Au premier abord, en lisant la Bible, on ne se douterait pas que cet Omri fût un si célèbre personnage. Elle signale cependant deux traits qui nous expliquent sa notoriété. D’abord, guerrier habile, d’un caractère aussi résolu que celui d’Achab le sera peu, il s’empara du pouvoir et devint le chef d’une nouvelle dynastie ; puis et surtout, c’est lui qui fonda sur la colline de Schémer (ou Samar), qu’il avait achetée, la ville forte de Samarie, cette superbe capitale qu’un prophète appelle « la couronne des ivrognes d’Ephraïm » et qui devait jouer un si grand rôle pendant deux siècles, jusqu’au jour de sa chute.

Nous parlions de l’incessante hostilité de la Syrie et d’Israël : il y eut pourtant, sous le règne d’Achab, une trêve de quelques années. La Bible raconte comment Jéhova, relevant l’audacieux défi de Ben-Adad, qui le traitait de simple « dieu de montagnes, » livra un jour ce roi entre les mains du roi d’Israël, et comment le faible Achab, se laissant fléchir par l’humilité feinte de son mortel ennemi, lui rendit son pouvoir avec la liberté et conclut avec lui, au mépris de l’ordre divin, une alliance dont il eut plus tard à se repentir.

Cette réconciliation momentanée des deux monarques est attestée par le témoignage formel des annales assyriennes. Elles rapportent que « Benhidri de Damas, Sakhoulina de Hamath, les rois de Syrie et ceux des rivages de la mer » (Phénicie et Israël), ligués contre Salmanasar II, furent vaincus par lui à la bataille de Karkar (en 854). Une stèle trouvée aux sources du Tigre et relative à cet événement énumère les forces des alliés et mentionne, entre autres, « dix mille hommes d’Achab d’Israël. »

Cependant la puissance des confédérés n’était pas brisée, et Salmanasar eut encore plus d’une fois à les combattre.

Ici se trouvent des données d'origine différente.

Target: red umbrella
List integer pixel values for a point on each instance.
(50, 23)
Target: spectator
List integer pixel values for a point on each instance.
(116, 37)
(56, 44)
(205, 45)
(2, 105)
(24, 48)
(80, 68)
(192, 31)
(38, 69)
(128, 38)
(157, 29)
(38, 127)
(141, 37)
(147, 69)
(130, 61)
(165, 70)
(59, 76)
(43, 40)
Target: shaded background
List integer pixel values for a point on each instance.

Dans le récit qu’il fait de sa dixième, de sa onzième et de sa quatorzième campagne, on voit reparaître les mêmes noms, sauf celui d’Achab, et, en tête, le nom de Benhidri de Damas. Mais dans sa dix-huitième campagne, dirigée également contre les Syriens, ce n’est plus à ce roi qu’il a affaire, c’est à un nouveau personnage, bien connu des lecteurs de la Bible, l’usurpateur Hazaël, à qui le prophète Elisée avait prédit, en pleurant, son élévation sur le trône de Damas. (2 Rois 8.11-13) Ce prince fut, en effet, l’un des plus terribles adversaires d’Israël ; et c’est sans doute pour parer ses coups que Jéhu appela Salmanasar à son secours et se reconnut son tributaire : premier pas vers l’asservissement !

Cet antécédent fâcheux, qui leur créait une sorte de droit sur le pays de Jacob, les souverains de l’Euphrate ne manqueront pas de s’en souvenir, quoique, de longtemps encore, il n’ait pas eu de fatales conséquences. Le vieil empire assyrien, miné par les dissensions et les revers, allait s’écrouler au milieu des orgies d’un Sardanapale, et l’antique Ninive allait être détruite de fond en comble par la coalition des Mèdes et des Chaldéens. Il y eut alors un temps de répit pour le peuple élu, sous les règnes relativement glorieux de Jéroboam II en Israël et d’Ozias en Juda. Or, quand ce peuple peut respirer à l’aise, les noms de ses rois ne sont pas inscrits dans les procès-verbaux des chancelleries étrangères !

Hélas ! ce triste genre de célébrité ne leur fut pas épargné dans la suite. A peine le nouvel empire assyrien était-il constitué, qu’on vit accourir ses capitaines dans les régions voisines du Jourdain et jusque sur le territoire d’Israël. Le roi Ménahem (2 Rois 15.19) ne parvint à éloigner le roi d’Assyrie et à se concilier sa faveur éphémère qu’en lui payant « 1000 talents d’argent » (plus de 6 millions de francs), dont il dépouilla ses sujets. Tiglath-Pilézer, le conquérant assyrien, le nomme, en effet, parmi ses tributaires dans une inscription datant de la huitième année de son règne (737).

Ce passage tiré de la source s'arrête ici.